Speaking I’m sure for his other colleagues in the Economics Conference work, I would like to share a memory of D’Arcy, whose presence and contributions to our work will be greatly missed.
Christopher Houghton Budd:

 

…in future time must come,
when we exist for one another,
and not the one, by means of others.
So shall the goal of earth be gained,
when each at rest within our selves,
can gladly give to others,
what neither would demand.
                   R. Steiner
I first met D’Arcy through the late Tamara Slayton on the occasion of a ‘Colours of Money’ seminar in Toronto. I was very happy to have a ‘real’ accountant in the mix and one experienced in the field of pensions and financial markets. With a paternal pedigree in these areas to boot!
I learned much from D’Arcy through talks, emails, and one-on-one discussions. Sometimes it was a strain to get through his often-poor diction (says the copper to the kettle), but listen carefully and one could witness an active and original mind when it came to finance and the struggles humanity faces in this field. Too often in our movement those who otherwise take Rudolf Steiner very seriously, stop at his ideas about finance.
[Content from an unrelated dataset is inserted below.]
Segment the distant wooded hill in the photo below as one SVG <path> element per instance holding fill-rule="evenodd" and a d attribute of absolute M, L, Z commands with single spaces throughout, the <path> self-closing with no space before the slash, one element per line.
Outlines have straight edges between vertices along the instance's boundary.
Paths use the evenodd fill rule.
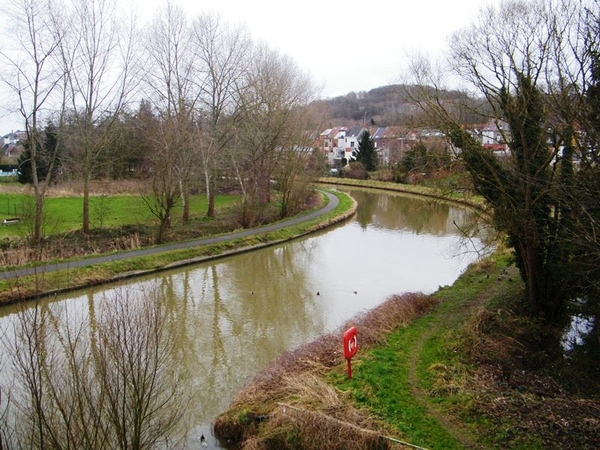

Or, without any training in that world, condemn it without ground or insight. Not so, D’Arcy. Not only in his understanding, but also in his walking, he sought a different talk.
D’Arcy was also active in parent-teacher affairs and the travails of running a Waldorf school. Here again I learned a lot from him. Sometimes he would bike out in his shorts at dawn to meet me at Pearson Airport on a lay-over en route to or from Chile. In those chats he had the better of me, as I was usually jet-lagged.
Towards the end of his all-too-short life, he took up with renewed earnestness Steiner’s economics lectures and especially the role accounting can play not only in interpreting what Steiner said and meant, but also in bridging from his ideas to today’s realities.
It is very sad to see D’Arcy go, except that I sense he will make relatively short work of his passing, and turn as soon as he can, if he hasn’t already, to encourage us still here to press forward.
I say this because he has left us at a crucial moment. The work of the Economics Conference, if I may say so, brought him, and indeed all of us, to the brink of seeing that money is bookkeeping and that bookkeeping is money. We have been able to articulate this without wrapping it up in anthroposophical terminology. Instead, it can now live as raw soul experience through which the one knows oneself in spiritual fact – the true empiricism of finance.
When one comes to that point, the threshold moves from in front to behind and the question arises: Now where am I? And, for accountants and economists, at least, does this mean ‘job done’, time to move on?
The question I find myself asking is this: What in their next life becomes of those who steep themselves in money and numbers? Whence comes that kind of biography and whither does it lead one?
As we watch D’Arcy fade into his future, I fancy that if we are attentive enough we will see him turn and look back and with his ever-ready smile intimate that he has already glimpsed the answer to that question.